Transformasi spiral adalah upaya terus-menerus mengembangkan segala sesuatunya, di mana inti
kebudayaan yang menjadi identitas dapat terjaga dan manusianya mampu memaknai proses-proses
kebudayaannya dan mentransformasikan ke dalam nilai-nilai. Sehingga dari sana, diharapkan muncul
keterikatan, keseimbangan, dan kebanggaan.
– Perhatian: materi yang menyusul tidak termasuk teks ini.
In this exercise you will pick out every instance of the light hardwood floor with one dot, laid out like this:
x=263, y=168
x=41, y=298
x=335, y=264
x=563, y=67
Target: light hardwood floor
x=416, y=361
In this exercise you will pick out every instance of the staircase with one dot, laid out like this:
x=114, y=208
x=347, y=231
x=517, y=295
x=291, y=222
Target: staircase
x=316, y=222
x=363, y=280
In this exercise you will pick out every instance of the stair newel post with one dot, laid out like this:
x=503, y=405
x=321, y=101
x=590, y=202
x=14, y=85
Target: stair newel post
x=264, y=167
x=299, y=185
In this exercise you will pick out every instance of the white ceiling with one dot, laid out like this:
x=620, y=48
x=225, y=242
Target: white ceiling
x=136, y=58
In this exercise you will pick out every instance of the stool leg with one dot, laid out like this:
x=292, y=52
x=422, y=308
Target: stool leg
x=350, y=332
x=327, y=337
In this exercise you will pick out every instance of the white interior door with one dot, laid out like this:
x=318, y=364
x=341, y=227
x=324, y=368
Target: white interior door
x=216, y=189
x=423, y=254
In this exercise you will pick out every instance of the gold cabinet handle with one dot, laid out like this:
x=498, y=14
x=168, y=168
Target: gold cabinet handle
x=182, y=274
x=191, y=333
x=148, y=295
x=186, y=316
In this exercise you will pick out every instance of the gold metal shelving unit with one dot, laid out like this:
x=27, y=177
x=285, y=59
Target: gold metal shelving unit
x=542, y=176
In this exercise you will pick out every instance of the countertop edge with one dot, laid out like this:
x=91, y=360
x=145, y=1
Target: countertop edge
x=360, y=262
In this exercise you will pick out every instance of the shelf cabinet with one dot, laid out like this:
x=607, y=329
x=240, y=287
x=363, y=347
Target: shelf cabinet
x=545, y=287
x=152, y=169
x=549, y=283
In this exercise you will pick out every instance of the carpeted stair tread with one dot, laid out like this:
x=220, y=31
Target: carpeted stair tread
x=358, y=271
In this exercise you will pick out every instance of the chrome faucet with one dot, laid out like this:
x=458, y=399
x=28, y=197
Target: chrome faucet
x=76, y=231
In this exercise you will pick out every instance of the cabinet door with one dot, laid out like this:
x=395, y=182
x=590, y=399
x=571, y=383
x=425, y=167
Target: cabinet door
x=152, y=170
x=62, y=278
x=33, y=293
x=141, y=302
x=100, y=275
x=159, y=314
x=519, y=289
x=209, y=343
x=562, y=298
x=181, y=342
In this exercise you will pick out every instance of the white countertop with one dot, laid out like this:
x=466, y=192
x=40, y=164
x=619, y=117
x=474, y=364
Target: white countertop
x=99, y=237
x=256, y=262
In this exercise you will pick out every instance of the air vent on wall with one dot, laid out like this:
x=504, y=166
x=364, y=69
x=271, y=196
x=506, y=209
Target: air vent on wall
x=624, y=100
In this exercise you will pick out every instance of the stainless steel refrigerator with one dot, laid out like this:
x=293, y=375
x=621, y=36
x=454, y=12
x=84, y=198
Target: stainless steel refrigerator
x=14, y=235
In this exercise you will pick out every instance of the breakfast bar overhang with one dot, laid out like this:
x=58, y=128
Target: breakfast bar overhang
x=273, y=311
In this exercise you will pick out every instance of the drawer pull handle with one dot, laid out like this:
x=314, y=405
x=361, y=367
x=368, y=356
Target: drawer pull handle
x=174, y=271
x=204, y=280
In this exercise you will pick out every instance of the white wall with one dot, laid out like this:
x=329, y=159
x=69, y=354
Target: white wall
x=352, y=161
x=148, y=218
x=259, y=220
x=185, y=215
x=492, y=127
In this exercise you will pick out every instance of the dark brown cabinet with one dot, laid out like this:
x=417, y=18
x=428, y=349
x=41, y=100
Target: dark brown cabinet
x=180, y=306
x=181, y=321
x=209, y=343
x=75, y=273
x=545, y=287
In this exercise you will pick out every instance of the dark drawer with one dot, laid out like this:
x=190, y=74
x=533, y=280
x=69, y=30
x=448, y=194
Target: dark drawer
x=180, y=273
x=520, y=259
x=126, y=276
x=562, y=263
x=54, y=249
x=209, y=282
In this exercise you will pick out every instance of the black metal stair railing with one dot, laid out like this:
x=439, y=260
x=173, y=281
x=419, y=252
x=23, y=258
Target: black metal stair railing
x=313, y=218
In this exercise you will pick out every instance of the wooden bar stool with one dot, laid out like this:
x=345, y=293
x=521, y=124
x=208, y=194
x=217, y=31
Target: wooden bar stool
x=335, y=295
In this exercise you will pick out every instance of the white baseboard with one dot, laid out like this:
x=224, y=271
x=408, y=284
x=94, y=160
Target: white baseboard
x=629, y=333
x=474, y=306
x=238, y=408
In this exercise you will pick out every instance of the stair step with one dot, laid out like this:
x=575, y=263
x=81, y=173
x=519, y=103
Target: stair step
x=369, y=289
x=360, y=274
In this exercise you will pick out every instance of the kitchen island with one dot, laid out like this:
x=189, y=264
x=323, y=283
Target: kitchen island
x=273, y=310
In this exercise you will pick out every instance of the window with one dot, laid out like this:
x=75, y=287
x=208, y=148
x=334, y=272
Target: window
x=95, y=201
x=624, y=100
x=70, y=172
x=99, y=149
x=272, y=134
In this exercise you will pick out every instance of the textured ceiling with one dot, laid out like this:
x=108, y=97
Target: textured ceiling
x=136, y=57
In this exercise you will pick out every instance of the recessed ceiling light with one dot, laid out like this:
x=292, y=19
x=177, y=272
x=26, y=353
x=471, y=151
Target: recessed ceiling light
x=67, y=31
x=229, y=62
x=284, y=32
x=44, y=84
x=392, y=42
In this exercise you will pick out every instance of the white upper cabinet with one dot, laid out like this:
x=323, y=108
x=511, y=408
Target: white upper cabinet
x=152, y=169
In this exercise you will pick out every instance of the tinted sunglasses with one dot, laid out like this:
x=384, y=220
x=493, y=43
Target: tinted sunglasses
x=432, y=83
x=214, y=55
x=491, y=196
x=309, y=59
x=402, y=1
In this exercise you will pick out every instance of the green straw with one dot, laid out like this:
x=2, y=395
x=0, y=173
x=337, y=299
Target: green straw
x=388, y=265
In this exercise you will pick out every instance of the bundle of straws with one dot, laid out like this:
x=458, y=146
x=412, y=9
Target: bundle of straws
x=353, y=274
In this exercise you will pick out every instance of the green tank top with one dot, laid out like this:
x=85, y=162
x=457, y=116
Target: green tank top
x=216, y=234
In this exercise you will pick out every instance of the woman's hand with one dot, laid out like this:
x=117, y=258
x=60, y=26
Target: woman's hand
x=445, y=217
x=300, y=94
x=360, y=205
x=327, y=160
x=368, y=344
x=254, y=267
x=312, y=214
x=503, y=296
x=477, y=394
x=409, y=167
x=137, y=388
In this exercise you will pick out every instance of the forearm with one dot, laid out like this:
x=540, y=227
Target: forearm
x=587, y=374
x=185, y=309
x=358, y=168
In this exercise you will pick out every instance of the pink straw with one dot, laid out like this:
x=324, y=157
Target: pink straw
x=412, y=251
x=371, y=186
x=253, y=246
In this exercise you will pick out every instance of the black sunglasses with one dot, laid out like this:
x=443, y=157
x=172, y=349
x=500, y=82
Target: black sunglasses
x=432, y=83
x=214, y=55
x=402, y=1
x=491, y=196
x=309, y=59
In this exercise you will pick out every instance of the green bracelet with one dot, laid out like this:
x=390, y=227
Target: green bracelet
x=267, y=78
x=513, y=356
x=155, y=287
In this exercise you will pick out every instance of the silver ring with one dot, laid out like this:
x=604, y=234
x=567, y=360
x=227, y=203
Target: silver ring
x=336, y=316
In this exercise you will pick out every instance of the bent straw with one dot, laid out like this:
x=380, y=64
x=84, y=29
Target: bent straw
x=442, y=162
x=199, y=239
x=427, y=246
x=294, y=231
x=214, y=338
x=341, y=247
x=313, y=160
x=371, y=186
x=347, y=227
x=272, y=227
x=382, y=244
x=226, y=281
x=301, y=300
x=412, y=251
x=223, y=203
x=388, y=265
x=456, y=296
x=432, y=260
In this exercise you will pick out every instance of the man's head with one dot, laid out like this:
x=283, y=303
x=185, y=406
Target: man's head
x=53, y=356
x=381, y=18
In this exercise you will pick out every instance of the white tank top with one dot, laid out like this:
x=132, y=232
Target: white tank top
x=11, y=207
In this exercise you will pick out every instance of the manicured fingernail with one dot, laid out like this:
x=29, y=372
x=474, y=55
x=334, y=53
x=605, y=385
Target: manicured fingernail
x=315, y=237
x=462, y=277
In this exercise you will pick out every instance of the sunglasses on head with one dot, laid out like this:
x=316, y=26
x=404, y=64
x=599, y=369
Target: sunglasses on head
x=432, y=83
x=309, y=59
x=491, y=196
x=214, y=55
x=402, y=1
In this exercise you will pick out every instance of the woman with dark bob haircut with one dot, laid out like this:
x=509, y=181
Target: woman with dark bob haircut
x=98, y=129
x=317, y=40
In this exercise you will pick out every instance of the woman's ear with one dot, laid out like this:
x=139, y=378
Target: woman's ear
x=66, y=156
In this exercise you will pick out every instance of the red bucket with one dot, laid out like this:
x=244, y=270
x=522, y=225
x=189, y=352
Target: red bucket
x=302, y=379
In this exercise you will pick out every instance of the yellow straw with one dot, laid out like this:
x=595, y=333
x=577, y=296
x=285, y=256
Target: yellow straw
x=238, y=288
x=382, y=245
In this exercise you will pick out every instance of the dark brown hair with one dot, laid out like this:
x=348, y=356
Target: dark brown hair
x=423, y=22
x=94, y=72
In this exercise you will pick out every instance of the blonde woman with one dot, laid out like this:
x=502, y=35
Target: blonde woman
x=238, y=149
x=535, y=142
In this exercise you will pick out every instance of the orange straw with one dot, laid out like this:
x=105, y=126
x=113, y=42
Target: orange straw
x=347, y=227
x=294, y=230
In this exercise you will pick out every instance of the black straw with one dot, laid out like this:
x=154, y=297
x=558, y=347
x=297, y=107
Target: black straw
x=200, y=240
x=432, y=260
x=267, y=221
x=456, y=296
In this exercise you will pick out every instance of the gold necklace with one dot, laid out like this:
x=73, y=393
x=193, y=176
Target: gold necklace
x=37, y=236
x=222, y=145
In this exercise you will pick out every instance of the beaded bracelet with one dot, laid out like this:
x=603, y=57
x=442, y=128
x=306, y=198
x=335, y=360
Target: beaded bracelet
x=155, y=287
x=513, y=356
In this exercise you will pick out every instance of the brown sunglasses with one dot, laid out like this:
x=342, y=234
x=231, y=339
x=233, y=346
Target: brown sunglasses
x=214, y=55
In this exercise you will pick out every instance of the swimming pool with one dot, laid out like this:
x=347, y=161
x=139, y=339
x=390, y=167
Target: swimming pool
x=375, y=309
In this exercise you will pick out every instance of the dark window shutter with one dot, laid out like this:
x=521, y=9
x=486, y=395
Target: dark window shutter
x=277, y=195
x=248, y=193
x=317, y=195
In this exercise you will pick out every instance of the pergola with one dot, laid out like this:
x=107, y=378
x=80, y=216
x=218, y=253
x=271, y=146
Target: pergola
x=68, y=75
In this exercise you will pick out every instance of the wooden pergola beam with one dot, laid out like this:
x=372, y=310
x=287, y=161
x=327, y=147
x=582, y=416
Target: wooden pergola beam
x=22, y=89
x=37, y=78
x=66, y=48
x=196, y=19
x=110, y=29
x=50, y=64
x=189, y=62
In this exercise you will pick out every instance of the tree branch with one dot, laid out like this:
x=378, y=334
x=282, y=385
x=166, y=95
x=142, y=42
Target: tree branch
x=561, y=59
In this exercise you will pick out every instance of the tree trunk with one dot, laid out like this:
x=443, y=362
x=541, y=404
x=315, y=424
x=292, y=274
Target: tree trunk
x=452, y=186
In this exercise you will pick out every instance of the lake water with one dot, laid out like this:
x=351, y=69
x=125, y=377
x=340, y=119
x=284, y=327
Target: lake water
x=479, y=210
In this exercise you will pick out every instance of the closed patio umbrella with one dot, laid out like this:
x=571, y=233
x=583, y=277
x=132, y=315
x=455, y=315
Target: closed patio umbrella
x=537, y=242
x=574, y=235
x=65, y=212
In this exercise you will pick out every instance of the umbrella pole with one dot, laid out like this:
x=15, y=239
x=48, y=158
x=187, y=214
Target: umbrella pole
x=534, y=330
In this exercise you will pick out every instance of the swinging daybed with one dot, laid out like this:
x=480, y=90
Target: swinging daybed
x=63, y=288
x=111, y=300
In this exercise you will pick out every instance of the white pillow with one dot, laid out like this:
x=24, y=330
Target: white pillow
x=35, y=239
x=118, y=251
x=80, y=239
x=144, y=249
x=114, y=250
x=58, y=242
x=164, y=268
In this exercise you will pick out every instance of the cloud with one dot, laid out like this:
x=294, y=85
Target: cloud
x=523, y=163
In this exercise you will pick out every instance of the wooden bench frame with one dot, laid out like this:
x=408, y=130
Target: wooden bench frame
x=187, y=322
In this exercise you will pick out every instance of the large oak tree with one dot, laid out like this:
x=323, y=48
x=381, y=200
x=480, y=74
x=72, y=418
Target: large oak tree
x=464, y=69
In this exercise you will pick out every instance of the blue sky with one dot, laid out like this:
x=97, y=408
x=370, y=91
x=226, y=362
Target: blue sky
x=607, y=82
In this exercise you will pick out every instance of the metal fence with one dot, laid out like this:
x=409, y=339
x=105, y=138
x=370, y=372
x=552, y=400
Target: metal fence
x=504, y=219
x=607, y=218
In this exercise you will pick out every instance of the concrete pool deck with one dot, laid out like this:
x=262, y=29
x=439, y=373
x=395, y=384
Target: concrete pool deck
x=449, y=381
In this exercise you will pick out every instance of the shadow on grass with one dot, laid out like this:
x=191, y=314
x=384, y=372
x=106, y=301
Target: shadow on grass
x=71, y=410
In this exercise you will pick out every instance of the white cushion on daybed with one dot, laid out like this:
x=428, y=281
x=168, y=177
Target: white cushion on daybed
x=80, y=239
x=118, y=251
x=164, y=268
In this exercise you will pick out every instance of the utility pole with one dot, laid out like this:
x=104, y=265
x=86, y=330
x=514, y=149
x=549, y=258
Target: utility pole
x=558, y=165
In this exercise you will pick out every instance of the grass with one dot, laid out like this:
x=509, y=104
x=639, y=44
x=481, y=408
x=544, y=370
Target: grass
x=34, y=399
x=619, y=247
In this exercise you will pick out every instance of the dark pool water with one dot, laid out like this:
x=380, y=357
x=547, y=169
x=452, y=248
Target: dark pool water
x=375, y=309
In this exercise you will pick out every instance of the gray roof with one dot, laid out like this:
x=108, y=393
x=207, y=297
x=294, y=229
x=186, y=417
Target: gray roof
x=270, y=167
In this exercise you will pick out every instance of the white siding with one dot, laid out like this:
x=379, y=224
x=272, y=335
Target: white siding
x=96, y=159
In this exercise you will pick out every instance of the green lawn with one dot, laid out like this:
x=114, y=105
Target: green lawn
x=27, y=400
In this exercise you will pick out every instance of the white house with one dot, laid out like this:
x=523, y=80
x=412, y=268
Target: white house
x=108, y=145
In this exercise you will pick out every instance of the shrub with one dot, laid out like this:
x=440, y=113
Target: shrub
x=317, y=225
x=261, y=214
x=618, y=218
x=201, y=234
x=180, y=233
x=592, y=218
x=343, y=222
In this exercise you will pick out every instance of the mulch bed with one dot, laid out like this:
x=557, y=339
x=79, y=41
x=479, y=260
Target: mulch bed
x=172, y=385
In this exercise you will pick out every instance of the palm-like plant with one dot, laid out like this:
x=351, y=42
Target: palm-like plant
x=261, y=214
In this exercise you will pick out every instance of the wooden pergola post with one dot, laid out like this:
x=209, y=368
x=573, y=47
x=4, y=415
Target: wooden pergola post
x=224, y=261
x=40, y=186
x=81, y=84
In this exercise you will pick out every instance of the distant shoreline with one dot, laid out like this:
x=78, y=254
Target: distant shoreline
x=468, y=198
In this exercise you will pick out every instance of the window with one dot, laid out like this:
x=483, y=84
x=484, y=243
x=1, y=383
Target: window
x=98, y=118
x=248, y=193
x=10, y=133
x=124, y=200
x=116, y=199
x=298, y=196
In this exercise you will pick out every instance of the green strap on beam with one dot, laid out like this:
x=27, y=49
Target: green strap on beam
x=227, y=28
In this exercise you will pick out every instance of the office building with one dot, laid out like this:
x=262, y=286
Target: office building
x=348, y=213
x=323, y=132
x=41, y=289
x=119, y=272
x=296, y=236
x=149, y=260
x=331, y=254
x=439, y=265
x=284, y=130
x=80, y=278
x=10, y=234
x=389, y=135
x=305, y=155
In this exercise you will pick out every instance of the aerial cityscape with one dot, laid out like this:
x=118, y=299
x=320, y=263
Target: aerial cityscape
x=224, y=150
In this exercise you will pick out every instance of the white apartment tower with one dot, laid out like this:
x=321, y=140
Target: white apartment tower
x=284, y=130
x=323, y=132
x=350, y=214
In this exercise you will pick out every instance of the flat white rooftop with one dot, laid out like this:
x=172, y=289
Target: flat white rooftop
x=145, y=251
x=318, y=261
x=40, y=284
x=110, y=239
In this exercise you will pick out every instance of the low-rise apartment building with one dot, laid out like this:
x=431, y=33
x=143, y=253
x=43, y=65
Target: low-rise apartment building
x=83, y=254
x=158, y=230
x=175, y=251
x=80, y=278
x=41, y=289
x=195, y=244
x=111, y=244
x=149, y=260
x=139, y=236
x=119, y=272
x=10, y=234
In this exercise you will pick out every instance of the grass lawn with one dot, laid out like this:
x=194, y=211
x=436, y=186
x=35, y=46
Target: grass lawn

Mirip dengan cara kerja transformasi spiral adalah konsep
''trikon'' yang dikemukakan oleh Ki Hajar Dewantara. Dengan trikon, kebudayaan merupakan lanjutan
langsung dari kebudayaan sendiri (kontinuitet) menuju arah kesatuan kebudayaan dunia (konvergent)
dengan tetap memiliki sifat kepribadian dalam lingkungan kemanusiaan sedunia (konsentrisitet).
Transformasi spiral dan trikon memiliki keunggulan karena sangat berpeluang mensinergikan
keberagaman lokal-nasional-global, masyarakat sipil-negara-pasar, dan kebudayaan-politik-ekonomi, di
mana kebudayan Bali ada di tengah-tengahnya. Model pelestarian kebudayaan seperti itu tentu masih
agak abstrak. Diperlukan berbagai cara yang lebih teknis dan operasional agar pelaksanaannya dapat
lebih baik. Bahkan, tawaran pengidentifikasian cultural development index dalam kehidupan manusia
Bali perlu ditindaklanjuti untuk mengejawantahkan bahwa, di Bali, ''pembangunan berwawasan budaya''
memang benar ''pembangunan berwawasan manusia''.